To run the base model from the command line, you use the python script mnfe4_model3.py
, which has command-line inputs for environmental parameters and outputs a csv file. To run the model as shown in the manuscript you can use the bash script mnfe4_model4_post_inference.sh
, which loops through multiple runs of the model under various environmental conditions.
This requires the parameter file variable_parameters_mn_fe22_inference.csv
. (which is the same as the above parameter file, except it uses the posterior modes from the ABC analysis).

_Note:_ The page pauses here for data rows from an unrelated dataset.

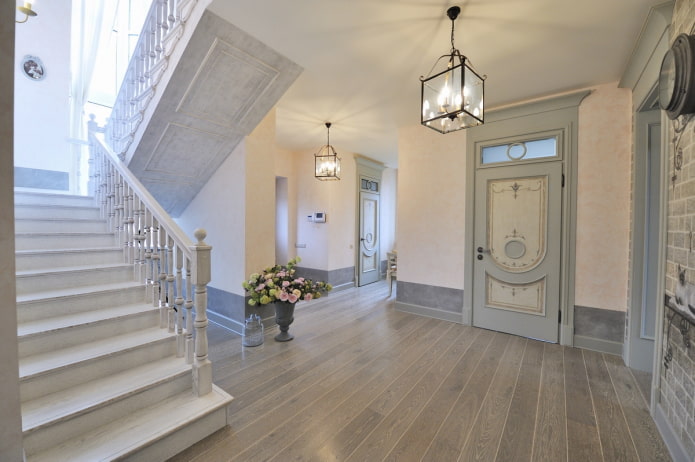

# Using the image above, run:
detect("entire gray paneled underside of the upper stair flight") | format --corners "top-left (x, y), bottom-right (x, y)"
top-left (128, 11), bottom-right (302, 217)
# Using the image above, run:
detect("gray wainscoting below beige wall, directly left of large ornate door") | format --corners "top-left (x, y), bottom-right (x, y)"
top-left (396, 281), bottom-right (463, 323)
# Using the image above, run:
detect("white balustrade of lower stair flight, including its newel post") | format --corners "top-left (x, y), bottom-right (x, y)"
top-left (89, 123), bottom-right (212, 396)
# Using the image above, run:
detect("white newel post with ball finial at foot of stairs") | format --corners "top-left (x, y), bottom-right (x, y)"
top-left (191, 228), bottom-right (212, 396)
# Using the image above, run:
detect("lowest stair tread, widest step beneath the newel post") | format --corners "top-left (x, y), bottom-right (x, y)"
top-left (28, 385), bottom-right (232, 462)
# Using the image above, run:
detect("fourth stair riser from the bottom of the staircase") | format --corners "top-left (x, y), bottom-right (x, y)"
top-left (19, 309), bottom-right (159, 358)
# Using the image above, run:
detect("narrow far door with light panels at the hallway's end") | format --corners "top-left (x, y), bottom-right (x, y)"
top-left (358, 191), bottom-right (380, 286)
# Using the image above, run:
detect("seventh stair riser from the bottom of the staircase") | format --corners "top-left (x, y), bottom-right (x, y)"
top-left (15, 249), bottom-right (123, 271)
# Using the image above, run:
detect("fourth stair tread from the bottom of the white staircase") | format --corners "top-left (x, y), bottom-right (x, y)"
top-left (17, 303), bottom-right (158, 337)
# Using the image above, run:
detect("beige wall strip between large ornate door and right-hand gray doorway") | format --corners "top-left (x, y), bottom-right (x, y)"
top-left (575, 82), bottom-right (632, 311)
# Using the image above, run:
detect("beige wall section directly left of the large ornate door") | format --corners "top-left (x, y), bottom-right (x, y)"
top-left (396, 125), bottom-right (466, 289)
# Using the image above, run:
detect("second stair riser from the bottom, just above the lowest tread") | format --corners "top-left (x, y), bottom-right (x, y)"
top-left (23, 372), bottom-right (193, 454)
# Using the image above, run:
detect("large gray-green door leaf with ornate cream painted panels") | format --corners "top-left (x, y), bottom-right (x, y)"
top-left (473, 161), bottom-right (562, 342)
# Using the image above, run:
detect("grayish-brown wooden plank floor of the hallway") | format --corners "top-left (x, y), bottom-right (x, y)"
top-left (167, 282), bottom-right (670, 462)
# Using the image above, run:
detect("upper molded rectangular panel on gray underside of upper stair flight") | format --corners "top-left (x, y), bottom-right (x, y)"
top-left (176, 38), bottom-right (280, 128)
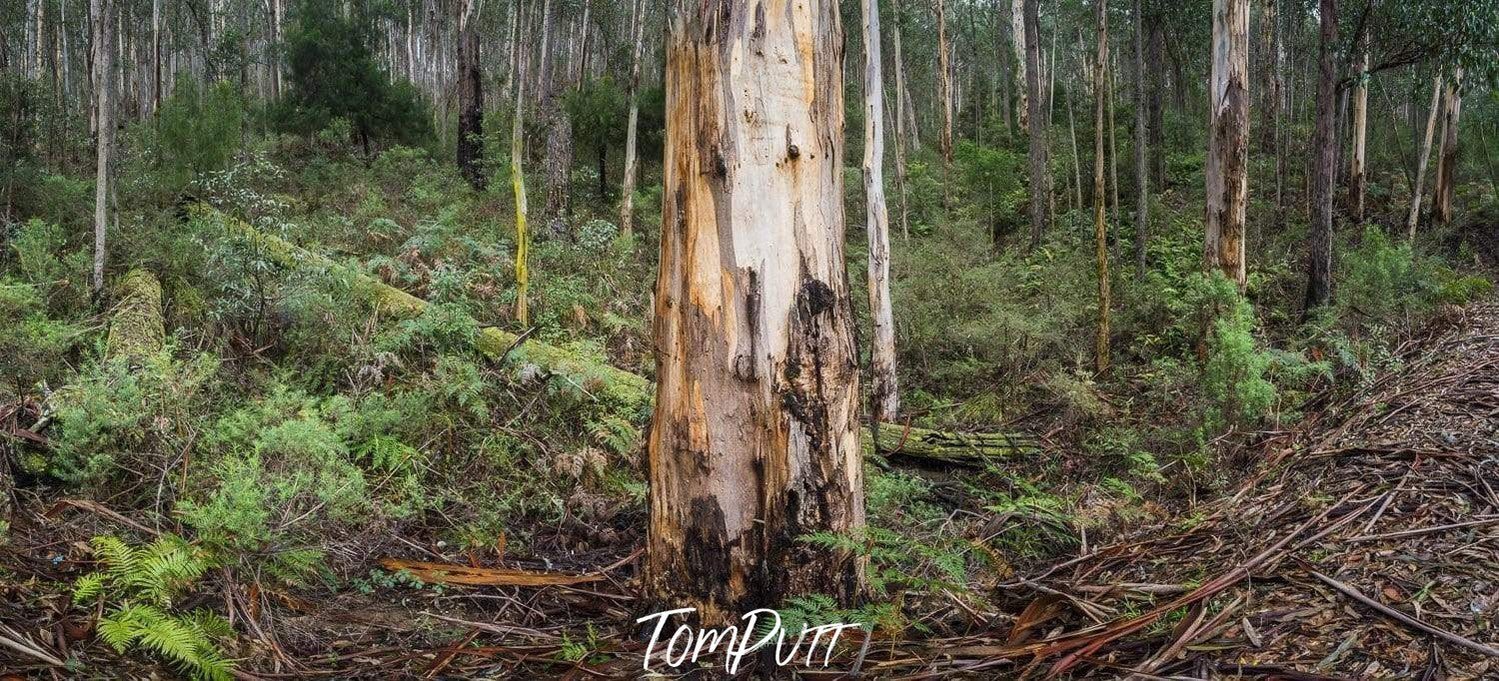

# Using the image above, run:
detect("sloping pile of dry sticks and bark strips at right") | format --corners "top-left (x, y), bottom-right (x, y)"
top-left (866, 306), bottom-right (1499, 680)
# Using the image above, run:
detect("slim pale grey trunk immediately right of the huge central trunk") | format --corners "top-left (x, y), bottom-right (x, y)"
top-left (859, 0), bottom-right (901, 422)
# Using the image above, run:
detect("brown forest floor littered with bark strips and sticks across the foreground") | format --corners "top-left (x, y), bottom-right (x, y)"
top-left (0, 303), bottom-right (1499, 680)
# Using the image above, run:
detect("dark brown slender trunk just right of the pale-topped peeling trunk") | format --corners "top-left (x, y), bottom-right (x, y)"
top-left (1306, 0), bottom-right (1337, 311)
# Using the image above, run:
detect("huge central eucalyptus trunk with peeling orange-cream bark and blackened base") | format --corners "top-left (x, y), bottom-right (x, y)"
top-left (645, 0), bottom-right (865, 626)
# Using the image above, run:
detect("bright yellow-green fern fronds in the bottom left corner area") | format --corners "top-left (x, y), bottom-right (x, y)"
top-left (73, 534), bottom-right (234, 681)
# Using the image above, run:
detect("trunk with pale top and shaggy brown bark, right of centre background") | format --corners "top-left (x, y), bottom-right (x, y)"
top-left (1204, 0), bottom-right (1249, 291)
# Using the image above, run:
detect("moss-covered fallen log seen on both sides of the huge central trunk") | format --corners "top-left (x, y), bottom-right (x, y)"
top-left (202, 204), bottom-right (1040, 465)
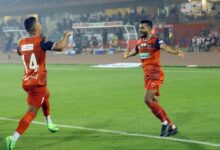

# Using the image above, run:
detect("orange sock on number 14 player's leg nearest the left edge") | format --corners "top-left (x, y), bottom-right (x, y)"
top-left (16, 112), bottom-right (36, 135)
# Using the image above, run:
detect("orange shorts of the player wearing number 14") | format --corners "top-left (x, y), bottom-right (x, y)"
top-left (23, 85), bottom-right (49, 108)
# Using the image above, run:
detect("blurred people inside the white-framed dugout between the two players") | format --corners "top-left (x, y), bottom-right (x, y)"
top-left (68, 29), bottom-right (127, 54)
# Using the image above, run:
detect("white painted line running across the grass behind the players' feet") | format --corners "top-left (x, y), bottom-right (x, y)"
top-left (0, 117), bottom-right (220, 147)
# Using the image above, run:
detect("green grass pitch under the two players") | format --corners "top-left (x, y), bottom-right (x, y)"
top-left (0, 64), bottom-right (220, 150)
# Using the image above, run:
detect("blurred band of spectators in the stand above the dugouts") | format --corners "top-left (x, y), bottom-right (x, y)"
top-left (1, 6), bottom-right (220, 32)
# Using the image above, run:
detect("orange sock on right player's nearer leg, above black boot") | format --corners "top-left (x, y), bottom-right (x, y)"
top-left (147, 101), bottom-right (166, 122)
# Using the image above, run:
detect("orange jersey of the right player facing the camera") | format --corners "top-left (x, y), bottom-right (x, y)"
top-left (136, 36), bottom-right (164, 81)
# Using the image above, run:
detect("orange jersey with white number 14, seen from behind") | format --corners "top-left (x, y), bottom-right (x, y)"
top-left (18, 36), bottom-right (52, 85)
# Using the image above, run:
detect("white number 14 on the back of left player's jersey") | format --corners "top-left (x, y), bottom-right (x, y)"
top-left (22, 53), bottom-right (39, 73)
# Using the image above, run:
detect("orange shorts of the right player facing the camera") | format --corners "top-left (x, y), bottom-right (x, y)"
top-left (144, 79), bottom-right (163, 96)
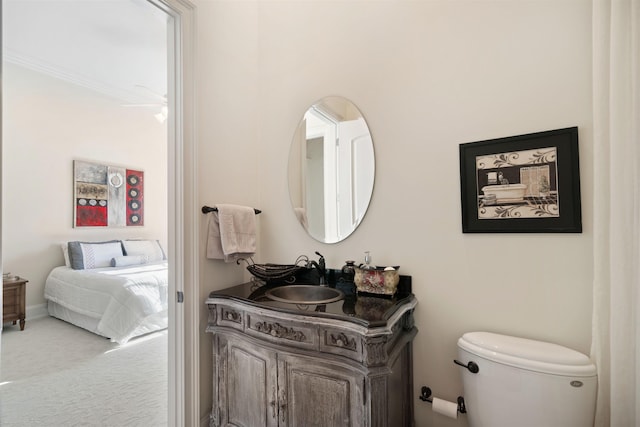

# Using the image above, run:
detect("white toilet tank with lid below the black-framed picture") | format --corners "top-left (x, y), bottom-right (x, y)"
top-left (455, 332), bottom-right (597, 427)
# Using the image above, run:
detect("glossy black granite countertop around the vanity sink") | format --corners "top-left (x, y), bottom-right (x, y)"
top-left (208, 275), bottom-right (415, 328)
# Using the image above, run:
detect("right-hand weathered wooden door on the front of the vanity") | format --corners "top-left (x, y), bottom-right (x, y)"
top-left (278, 353), bottom-right (366, 427)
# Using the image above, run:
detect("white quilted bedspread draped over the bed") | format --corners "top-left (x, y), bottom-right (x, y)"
top-left (44, 261), bottom-right (168, 344)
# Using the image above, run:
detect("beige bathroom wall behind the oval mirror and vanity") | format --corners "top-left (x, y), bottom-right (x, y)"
top-left (194, 0), bottom-right (593, 426)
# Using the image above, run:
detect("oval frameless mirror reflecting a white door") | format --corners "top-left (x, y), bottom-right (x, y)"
top-left (289, 96), bottom-right (375, 243)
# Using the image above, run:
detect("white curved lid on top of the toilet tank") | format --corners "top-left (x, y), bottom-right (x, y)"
top-left (458, 332), bottom-right (596, 376)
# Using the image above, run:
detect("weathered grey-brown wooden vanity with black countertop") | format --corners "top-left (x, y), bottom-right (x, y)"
top-left (207, 276), bottom-right (417, 427)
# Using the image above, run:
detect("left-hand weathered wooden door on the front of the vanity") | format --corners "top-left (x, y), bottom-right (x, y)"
top-left (213, 334), bottom-right (278, 427)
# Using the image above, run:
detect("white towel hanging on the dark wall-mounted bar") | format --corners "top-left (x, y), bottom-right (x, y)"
top-left (207, 205), bottom-right (256, 262)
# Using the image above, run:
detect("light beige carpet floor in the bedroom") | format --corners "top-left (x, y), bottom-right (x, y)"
top-left (0, 317), bottom-right (168, 427)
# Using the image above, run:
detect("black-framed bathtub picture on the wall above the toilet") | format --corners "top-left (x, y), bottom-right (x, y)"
top-left (460, 127), bottom-right (582, 233)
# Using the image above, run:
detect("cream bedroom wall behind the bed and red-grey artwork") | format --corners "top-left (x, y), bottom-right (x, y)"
top-left (2, 63), bottom-right (167, 310)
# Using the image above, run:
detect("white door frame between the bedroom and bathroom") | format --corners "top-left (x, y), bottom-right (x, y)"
top-left (147, 0), bottom-right (200, 427)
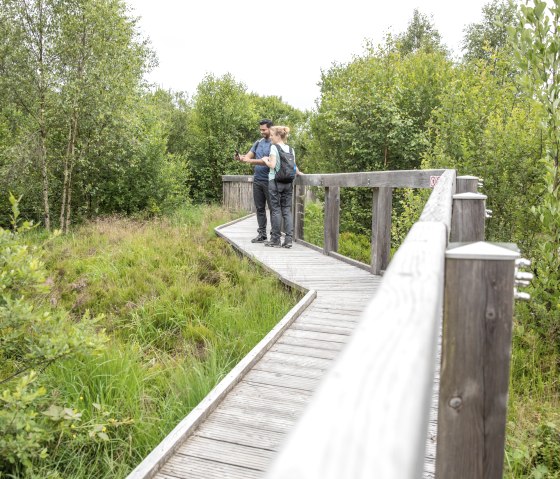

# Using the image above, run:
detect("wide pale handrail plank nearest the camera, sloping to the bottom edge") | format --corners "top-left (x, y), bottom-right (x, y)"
top-left (267, 223), bottom-right (447, 479)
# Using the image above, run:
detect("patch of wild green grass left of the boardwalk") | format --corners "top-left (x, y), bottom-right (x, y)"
top-left (26, 207), bottom-right (301, 478)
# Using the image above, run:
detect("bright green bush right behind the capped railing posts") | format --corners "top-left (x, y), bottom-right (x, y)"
top-left (423, 51), bottom-right (542, 250)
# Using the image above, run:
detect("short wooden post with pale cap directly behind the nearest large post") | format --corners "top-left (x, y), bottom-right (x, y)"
top-left (449, 193), bottom-right (487, 242)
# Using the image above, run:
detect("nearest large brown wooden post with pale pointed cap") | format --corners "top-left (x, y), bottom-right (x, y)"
top-left (436, 242), bottom-right (519, 479)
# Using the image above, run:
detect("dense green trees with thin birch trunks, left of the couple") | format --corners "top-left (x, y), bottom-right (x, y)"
top-left (0, 0), bottom-right (305, 231)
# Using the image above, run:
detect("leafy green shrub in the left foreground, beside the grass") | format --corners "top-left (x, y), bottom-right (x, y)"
top-left (0, 195), bottom-right (104, 477)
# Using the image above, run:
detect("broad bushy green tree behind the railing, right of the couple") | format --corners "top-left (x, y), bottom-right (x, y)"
top-left (307, 29), bottom-right (452, 235)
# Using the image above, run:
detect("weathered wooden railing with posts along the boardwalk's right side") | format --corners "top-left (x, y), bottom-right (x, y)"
top-left (223, 170), bottom-right (519, 479)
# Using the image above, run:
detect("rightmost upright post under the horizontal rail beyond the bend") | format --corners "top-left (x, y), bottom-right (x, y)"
top-left (371, 187), bottom-right (393, 274)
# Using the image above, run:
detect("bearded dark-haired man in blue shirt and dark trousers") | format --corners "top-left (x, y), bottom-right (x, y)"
top-left (239, 119), bottom-right (272, 243)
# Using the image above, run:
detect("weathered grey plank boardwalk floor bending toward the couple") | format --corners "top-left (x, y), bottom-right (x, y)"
top-left (129, 216), bottom-right (437, 479)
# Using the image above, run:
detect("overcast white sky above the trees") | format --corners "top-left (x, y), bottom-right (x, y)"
top-left (127, 0), bottom-right (489, 109)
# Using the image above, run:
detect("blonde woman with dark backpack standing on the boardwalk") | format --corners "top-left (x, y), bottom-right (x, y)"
top-left (262, 126), bottom-right (300, 248)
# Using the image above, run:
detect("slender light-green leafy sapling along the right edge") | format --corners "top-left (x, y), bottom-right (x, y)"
top-left (510, 0), bottom-right (560, 312)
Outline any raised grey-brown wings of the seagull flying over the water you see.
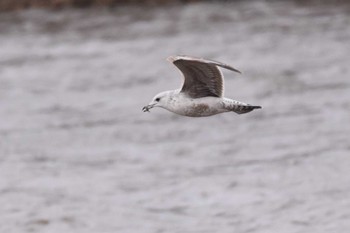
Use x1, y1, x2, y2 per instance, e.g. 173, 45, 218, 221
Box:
167, 56, 240, 98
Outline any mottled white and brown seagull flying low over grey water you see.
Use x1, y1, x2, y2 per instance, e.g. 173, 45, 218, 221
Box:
142, 55, 261, 117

To run the model experiments (from the manuscript), you need to run: mnfe4_model4_post_inference_growth_exp.sh
; mnfe4_model4_post_inference_growth_exp_baseline.sh
; mnfe4_model4_post_inference_light_experiments.sh
Once you have all the model output, one script (to rule them all!) runs all the plots and smaller analyses, mostly conducted in R.
all_figures_script.R
Calculating Mixed Layer Depths from the GEOTRACES intermediate data product, and then figuring out the mixed layer concentrations of Mn and Fe is done using: geotraces_and_par.py
.To get all the data for that, you need to download data from the 2017 IDP, as well as data from the Ocean Colour Database, which can be done using: get_par_atten_coef.sh
and then some naming formatting using: name_nc_files.sh
To re-run the analysis using this awesome dataset, you first need to download the data from their paper. (We have used the same naming to help with consistency). Then you map peptides to taxa uniquely using: processing_kleiner_data.py
and plot the data using plotting_kleiner_data.R
Nunn_dFe_calculations.R
- Script written by Loay Jabre to calculate Fe' (Jabre and Bertrand, 2020, L&O). Specifically, we wanted to calculate the amount of Fe' from Nunn et al 2013 (PLOS ONE).
calculating_sample_sd_nunn.R
- The ABC method requires an input for the expected standard error. But for the standard error of the ratio of two time points, it's not clear which replicates you should pair with each other. To get past this, we sampled all possible combinations of pairs. That is what this script does.
formatting_culture_proteomes.R
- old version of culture proteome formatting
nunn2013_proteome_vals.R
- old script examining Nunn et al 2013 protein expression vals
plotting_ros_equation.R
- script that creates one of the supplementary figures to illustrate the reactive oxygen species compartment of the model.